Any cloud sell should first begin with customer education, but be sure to leave out the technical nitty-gritty. While arguably the most dominant trend in IT, the cloud is also a victim of its own success. “There is confusion on what ‘cloud’ is due to vendor marketing hype,” says Earle Humphreys, CEO of ITEEx, a provider of channel development and consulting services for vendors and VARs in Conroe, Texas. In effect, cloud solutions are the same as on-premises solutions, except that they are delivered remotely over the Internet. As such, Humphreys adds, the cloud isn’t a radical departure from traditional IT, and yet that is often the prevailing message that many SMBs receive. “The computing model has been around for decades,” he adds. “In fact, large vendors were doing virtualization [an enabling cloud technology] in the ’70s.”

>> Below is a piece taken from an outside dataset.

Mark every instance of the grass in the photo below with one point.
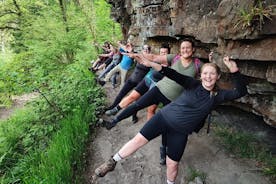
(193, 173)
(255, 15)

While the concept of cloud computing isn’t new, it does introduce a different way to obtain IT resources. This is why Terry Wise sees change management as one of the first areas that channel partners must address when selling cloud solutions. “This is a different model,” says Wise, who is director of partner programs for Amazon Web Services (AWS), a provider of infrastructure Web services based in Seattle. “Instead of having servers in their own data center, they have virtual Internet capacity that is not within their four walls.” One of the best strategies for getting SMBs on board with cloud computing is helping them choose the right application to get started, and then get them comfortable with the implementation process. As Wise sees it, showing SMBs specific cost savings will only get channel partners so far. “At the end of the day, speed to market is really what hooks customers,” he asserts.
For risk-averse SMBs, channel partners should emphasize the evolutionary rather than revolutionary aspect of the cloud. After all, most SMBs aren’t keen on being technology trailblazers, but they do want to stay up to date with IT if it improves how they operate their business. In this vein, Jags Raghavan, vice president of business development for 8KMiles, a cloud services provider in Hamilton, N.J., recommends focusing on relatively simple systems and applications first. “You don’t want to take the most complex system and move it to the cloud,” he says, adding that the most expedient way to demonstrate the cloud’s value is to migrate the low-hanging fruit such as email or collaboration systems to the cloud first. The functionality of existing on-premises systems can often be replicated in a cloud environment without much of a learning curve; channel partners then have a tangible cloud-based project with which to calculate ROI or show SMBs how to leverage the cloud for their business.
In addition, speed-to-market advantages can best be demonstrated with familiar applications and systems. In fact, Humphreys recommends that channel partners show first how their cloud solutions are related to what they already offer on premises. “Position the offering as an option to your on-premises solution, as it helps your client relate to it by something they understand,” he says.
Cloud-based solutions can also be introduced incrementally and for a short period of time, making many such solutions less risky than on-premises versions, according to Jeff Kaplan, managing director at THINKstrategies, an IT consulting firm in Wellesley, Mass. “There are no worries about vendor lock-in up front,” he says. “SMBs that make a bet on a traditional application or system have to put up the money up front, and there is no return policy.” With cloud applications, many vendors provide free 30-day trials or at the very least good visibility into how such applications operate online. “You can pilot cloud solutions to see how you like it, or acquire solutions in small increments and then expand the usage as needed,” Kaplan says, thereby limiting the risk of investing in technology that either no one will use or that doesn’t quite satisfy an organization’s needs.